When bootstrapping is found to be insufficient, start-ups go for crowdfunding, where a small capital is taken from a large number of people in exchange for equity or rewards in service or products. Imagine you giving small donations in the temple, in hopes of blessings as returns. Similarly, people give small amounts to help you achieve your project in hopes of some return. One of the examples of crowdfunding is ‘Printajoy.com’, based in Gujarat. The motive of this company basically being, India’s first affordable, online printing tool that converts Instagram pictures into print copies. This company raised a crowdfunding of a total of Rs. 102,500.
An investment, on the other hand, is an asset or item with the goal of generating income or appreciation. In an economic sense, an investment is the purchase of goods that are not consumed today but, in the future, create wealth. A house for an instance, is an investment, as it has the capacity to earn you money as rent or when you sell it.
Now, if the start-up wants to scale up it requires more funds. This is when the venture capitalists and angel investors come into the picture. Venture capitalists are companies that invest in firms or start-ups that have high growth potential. They invest in these firms for equity or ownership stake. Angel investors enter into a start-up as an angel, as their name suggests. They help them financially as well as give them the advice to grow.
Mark Zuckerberg, the founder and CEO Facebook, in 2016 invested about $50 million in an Indian based company BYJU’s along with four other venture capitalists from the Chan-Zuckerberg Initiative. Seeing a high growth potential in the company, these venture capitalists invested in it. Interestingly, Facebook itself received an angel investment of $500,000 from Peter Thiel back in 2004, the days of its beginning.
Loan facility from banks is another option. Other means being, bonds, stocks, and investment funds. A bond is a loan lent by the investor that is to be paid back along with interest in a specified term. Shares are offered on the stock exchange, these give the buyer a small ownership in the company with specified returns.

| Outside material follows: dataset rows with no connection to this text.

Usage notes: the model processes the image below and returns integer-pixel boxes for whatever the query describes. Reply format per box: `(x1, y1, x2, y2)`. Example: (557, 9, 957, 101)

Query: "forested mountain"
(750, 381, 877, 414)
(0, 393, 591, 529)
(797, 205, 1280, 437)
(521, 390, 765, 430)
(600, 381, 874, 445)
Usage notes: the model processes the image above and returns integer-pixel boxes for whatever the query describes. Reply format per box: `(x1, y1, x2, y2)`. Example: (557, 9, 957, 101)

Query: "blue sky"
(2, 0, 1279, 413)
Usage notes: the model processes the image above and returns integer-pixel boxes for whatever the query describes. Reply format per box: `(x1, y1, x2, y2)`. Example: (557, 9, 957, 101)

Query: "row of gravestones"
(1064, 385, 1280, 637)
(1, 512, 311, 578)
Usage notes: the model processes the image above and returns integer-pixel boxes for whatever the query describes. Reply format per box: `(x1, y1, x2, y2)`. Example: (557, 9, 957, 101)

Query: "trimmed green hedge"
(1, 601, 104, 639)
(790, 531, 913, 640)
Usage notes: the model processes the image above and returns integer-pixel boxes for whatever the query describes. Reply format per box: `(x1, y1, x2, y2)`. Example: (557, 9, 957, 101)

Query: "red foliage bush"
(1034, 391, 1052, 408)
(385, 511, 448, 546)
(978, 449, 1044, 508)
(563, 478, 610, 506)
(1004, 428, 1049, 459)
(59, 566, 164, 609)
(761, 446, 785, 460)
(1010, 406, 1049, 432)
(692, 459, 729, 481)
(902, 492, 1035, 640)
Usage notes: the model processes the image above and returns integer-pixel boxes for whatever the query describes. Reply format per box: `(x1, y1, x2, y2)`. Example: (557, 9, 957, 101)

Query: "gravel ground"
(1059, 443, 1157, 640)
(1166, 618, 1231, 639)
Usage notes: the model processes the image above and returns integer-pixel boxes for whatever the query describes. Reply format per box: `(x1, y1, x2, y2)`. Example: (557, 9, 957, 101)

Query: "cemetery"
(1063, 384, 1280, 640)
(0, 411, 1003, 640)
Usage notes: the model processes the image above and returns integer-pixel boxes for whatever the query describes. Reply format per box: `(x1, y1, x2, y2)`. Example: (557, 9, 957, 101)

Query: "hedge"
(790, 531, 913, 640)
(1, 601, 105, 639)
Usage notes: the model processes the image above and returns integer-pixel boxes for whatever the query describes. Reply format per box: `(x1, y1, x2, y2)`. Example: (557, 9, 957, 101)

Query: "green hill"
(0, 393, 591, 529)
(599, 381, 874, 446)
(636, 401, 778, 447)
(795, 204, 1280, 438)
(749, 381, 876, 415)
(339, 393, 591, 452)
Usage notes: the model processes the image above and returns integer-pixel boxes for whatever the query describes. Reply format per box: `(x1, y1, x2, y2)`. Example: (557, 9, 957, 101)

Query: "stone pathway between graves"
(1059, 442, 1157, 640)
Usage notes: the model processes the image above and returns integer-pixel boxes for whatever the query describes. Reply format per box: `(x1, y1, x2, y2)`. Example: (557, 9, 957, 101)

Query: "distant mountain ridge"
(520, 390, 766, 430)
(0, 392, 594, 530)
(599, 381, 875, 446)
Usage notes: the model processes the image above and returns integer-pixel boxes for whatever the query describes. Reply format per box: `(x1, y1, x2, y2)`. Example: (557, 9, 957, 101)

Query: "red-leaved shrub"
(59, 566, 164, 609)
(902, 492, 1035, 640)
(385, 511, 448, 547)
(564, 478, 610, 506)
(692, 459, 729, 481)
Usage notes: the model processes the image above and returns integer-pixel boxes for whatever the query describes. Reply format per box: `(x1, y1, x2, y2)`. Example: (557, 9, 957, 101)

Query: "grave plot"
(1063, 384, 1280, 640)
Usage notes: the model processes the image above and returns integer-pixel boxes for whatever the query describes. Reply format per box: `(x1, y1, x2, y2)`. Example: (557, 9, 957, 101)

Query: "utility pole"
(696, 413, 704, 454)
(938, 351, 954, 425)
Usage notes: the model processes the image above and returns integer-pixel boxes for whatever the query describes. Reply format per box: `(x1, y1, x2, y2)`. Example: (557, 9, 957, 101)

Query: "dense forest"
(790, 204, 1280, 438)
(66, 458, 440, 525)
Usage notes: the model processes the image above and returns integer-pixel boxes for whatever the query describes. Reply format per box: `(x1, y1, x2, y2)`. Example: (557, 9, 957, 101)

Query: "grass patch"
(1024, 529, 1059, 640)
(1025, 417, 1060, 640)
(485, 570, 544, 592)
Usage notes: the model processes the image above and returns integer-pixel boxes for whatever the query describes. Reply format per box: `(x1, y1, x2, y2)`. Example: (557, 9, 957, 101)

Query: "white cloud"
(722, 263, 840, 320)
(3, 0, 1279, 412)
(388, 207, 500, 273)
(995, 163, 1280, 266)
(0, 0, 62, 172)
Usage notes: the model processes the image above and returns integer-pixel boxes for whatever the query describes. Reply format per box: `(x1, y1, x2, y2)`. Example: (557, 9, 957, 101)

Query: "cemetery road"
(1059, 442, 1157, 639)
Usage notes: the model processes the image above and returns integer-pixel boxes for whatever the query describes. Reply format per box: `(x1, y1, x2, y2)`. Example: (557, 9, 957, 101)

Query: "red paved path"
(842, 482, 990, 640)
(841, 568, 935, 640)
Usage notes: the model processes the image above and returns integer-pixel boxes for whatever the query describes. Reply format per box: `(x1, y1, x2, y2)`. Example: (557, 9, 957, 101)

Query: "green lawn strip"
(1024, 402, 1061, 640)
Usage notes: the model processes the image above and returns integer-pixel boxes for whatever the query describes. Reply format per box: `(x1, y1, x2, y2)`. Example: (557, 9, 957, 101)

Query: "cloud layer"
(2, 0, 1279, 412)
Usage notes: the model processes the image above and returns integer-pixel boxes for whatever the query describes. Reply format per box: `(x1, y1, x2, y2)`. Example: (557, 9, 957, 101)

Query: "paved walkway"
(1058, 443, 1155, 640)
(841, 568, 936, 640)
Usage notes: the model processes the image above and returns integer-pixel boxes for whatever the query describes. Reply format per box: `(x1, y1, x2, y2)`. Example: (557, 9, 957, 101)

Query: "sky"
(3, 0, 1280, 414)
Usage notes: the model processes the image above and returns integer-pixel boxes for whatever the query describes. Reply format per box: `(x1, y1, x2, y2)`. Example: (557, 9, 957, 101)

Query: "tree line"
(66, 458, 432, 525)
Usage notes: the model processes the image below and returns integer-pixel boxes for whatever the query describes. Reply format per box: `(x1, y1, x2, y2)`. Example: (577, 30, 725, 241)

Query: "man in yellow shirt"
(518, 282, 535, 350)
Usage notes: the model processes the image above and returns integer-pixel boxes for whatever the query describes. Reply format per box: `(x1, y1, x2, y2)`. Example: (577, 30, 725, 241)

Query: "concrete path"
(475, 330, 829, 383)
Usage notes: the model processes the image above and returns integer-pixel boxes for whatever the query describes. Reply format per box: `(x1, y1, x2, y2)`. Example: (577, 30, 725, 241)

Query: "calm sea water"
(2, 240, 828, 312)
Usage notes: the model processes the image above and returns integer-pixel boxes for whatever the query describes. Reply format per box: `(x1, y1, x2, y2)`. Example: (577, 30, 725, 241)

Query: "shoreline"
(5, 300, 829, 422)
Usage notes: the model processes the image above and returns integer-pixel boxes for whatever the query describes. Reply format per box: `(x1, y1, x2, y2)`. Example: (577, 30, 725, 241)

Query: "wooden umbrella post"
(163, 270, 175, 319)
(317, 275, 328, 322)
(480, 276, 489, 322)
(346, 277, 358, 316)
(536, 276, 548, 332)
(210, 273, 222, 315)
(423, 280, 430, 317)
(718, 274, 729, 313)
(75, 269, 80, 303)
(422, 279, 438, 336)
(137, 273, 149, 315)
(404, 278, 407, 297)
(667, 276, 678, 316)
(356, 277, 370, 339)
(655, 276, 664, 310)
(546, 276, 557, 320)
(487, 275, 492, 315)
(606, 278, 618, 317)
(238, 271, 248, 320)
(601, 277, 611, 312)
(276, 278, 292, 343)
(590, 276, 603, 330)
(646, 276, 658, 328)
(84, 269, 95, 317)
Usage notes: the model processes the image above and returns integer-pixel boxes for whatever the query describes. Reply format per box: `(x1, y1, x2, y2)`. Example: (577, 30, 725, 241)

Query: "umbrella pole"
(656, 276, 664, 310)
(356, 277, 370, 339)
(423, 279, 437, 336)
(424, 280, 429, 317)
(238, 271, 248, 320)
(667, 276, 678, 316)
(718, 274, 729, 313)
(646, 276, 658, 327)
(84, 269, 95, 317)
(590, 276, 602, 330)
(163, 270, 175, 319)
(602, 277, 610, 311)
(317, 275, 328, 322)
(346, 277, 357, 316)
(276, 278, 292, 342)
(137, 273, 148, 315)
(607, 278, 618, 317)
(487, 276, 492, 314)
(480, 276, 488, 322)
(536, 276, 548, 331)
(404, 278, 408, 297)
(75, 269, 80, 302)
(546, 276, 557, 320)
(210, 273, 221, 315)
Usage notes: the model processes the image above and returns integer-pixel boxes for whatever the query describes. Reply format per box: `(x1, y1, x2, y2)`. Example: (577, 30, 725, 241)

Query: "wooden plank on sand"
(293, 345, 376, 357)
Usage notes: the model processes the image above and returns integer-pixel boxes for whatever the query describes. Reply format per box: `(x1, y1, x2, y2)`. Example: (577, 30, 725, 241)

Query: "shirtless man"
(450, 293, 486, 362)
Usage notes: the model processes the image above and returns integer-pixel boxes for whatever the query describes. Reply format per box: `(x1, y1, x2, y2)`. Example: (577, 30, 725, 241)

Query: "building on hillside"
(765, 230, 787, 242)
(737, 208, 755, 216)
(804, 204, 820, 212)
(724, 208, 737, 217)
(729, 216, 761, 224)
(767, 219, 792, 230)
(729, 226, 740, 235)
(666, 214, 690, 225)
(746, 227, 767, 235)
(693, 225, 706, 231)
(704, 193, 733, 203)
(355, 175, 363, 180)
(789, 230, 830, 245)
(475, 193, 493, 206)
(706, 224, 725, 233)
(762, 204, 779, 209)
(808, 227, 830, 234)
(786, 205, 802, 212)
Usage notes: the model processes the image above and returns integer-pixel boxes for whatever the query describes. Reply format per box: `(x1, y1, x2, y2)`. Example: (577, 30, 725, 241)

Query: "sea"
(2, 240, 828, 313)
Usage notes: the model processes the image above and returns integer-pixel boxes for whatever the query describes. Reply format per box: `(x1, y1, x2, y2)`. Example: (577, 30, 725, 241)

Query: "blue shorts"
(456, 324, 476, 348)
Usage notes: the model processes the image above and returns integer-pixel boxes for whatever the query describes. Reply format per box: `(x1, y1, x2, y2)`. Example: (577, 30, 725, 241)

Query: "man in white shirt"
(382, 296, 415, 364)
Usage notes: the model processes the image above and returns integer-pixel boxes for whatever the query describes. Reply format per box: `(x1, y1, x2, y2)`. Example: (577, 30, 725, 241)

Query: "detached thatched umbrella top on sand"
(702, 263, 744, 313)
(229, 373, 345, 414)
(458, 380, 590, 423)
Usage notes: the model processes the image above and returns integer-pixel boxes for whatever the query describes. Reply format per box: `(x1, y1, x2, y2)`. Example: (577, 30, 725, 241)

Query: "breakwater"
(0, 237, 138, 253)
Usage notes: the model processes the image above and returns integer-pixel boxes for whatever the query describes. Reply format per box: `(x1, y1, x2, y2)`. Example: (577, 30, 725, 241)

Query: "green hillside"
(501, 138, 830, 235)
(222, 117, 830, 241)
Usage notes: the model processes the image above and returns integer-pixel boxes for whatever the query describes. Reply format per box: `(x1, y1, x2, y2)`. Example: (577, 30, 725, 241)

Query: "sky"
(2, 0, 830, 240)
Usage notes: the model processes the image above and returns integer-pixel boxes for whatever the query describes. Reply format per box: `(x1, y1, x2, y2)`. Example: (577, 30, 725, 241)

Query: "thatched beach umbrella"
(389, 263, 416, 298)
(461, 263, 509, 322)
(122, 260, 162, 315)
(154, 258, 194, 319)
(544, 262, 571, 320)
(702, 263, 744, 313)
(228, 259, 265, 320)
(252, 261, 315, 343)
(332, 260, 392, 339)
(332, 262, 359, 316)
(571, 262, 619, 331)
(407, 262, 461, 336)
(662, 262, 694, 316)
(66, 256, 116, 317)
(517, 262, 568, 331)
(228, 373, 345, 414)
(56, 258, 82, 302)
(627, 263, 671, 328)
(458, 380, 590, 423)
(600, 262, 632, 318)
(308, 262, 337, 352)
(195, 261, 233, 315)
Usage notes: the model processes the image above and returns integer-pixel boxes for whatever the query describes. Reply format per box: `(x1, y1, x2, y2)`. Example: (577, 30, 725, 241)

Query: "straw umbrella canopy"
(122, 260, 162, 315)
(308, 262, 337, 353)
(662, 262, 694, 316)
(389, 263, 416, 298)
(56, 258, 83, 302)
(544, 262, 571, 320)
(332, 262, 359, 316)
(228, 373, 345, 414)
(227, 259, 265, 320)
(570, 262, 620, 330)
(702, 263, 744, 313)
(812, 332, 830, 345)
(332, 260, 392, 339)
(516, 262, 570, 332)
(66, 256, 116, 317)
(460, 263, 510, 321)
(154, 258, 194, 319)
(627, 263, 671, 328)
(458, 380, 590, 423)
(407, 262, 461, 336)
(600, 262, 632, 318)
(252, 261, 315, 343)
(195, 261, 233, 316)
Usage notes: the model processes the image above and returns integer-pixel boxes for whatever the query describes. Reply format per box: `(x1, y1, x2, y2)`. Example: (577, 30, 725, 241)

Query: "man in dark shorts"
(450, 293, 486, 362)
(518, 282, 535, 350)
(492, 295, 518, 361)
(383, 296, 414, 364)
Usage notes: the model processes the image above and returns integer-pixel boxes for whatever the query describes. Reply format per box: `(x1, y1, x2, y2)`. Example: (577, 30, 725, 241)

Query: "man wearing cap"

Here, we see that even though you are a Zuckerberg, you are going to need funding. Although bootstrapping seems like the most convenient option, it does have its drawbacks. It is not always advisable to run through your personal reserves. Finding investments remains essential. Investment, which is a part of funding, can be obtained through various means. Which way to opt for is in your hands and whether you like it or not, it’s going to make huge difference.